PSY 411 Chapter 3 Notes

Average Deviation

  • An alternative measure of variation that also indicates the average difference between the scores in a distribution and the mean of the distribution


Measure of Variation

  • A number that indicates how dispersed scores are around the central point (often the mean) of the distribution


Kurtosis

  • How flat or peaked a normal distribution is

  • Used to describe the distribution of observed data around the mean

  • Measure of whether the data are heavy-tailed or light-tailed relative to a normal distribution; tailedness


Differentiate the Types of Kurtosis


Leptokurtic

  • Normal curves that are tall and thin, with only a few scores in the middle of the distribution having a high frequency.


Platykurtic

  • Normal curves that are short and more dispersed (broader)



Mesokurtic

  • Normal curves that have peaks of medium height and distributions that are moderate in breadth


Skewed Distributions

  • Non-normal, non-symmetrical, no bell shape


Normal Distribution

  • The mean = median =mode, is the line down the center of the curve


Positive vs Negative Skew

  • mean =/ median =/ mode


Negatively Skewed Distribution

  • Highest point of curve (the mean) is towards the right


Positively Skewed Distribution

  • Highest point of curve (the mean) is towards the left


Normal Curve

  • Symmetrical bell-shaped frequency polygon normal distribution


Range

  • the difference between the lowest and highest scores in a distribution


Interquartile Range

  • The spread of the central 50% of a sample (used with a median)


Standard Deviation

  • A measure of how spread out numbers are in a set of values; average difference between the scores and mean of the distribution





Key Concepts



  • Differentiate between measures of variation.

  • Range: A measure of variation; the difference between the lowest and the highest scores in a distribution

  • Interquartile range: the spread of the central  50% of a sample (used with a median) further breaks down bottom half and top half; value between median and lowest and median and highest

  • Standard deviation: A measure of how spread out numbers are in a set of values; average difference between the scores and mean of the distribution


  • Understand the importance of describing variability



  • Explain the difference between a normal distribution and a skewed distribution.

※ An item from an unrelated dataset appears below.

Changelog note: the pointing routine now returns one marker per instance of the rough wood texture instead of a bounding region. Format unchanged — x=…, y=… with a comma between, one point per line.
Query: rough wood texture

  • A normal distribution is a regular curve in the center. A skewed distribution has one tail longer than the other, so it's skewed to the left or right.



  • Explain the difference between a positively skewed distribution and a negatively skewed distribution

  • In a normal distribution, the mean and the median are the same number while the mean and median in a skewed distribution become different numbers: A left-skewed, negative distribution will have the mean to the left of the median. A right-skewed distribution will have the mean to the right of the median.



  • Understand how the mean, median, and mode of a distribution are impacted by positive or negative skew

  • Positive Skew: The mode is the high point on the distribution. The median divides the distribution in half. The mean is pulled in the direction of the tail of the distribution; that is, the few extreme scores pull the mean toward them and inflate it.

  • Negative Skew: the mean is pulled toward the left by the few extremely low scores in the distribution. As in all distributions, the median divides the distribution in half, and the mode is the most frequently occurring score in the distribution.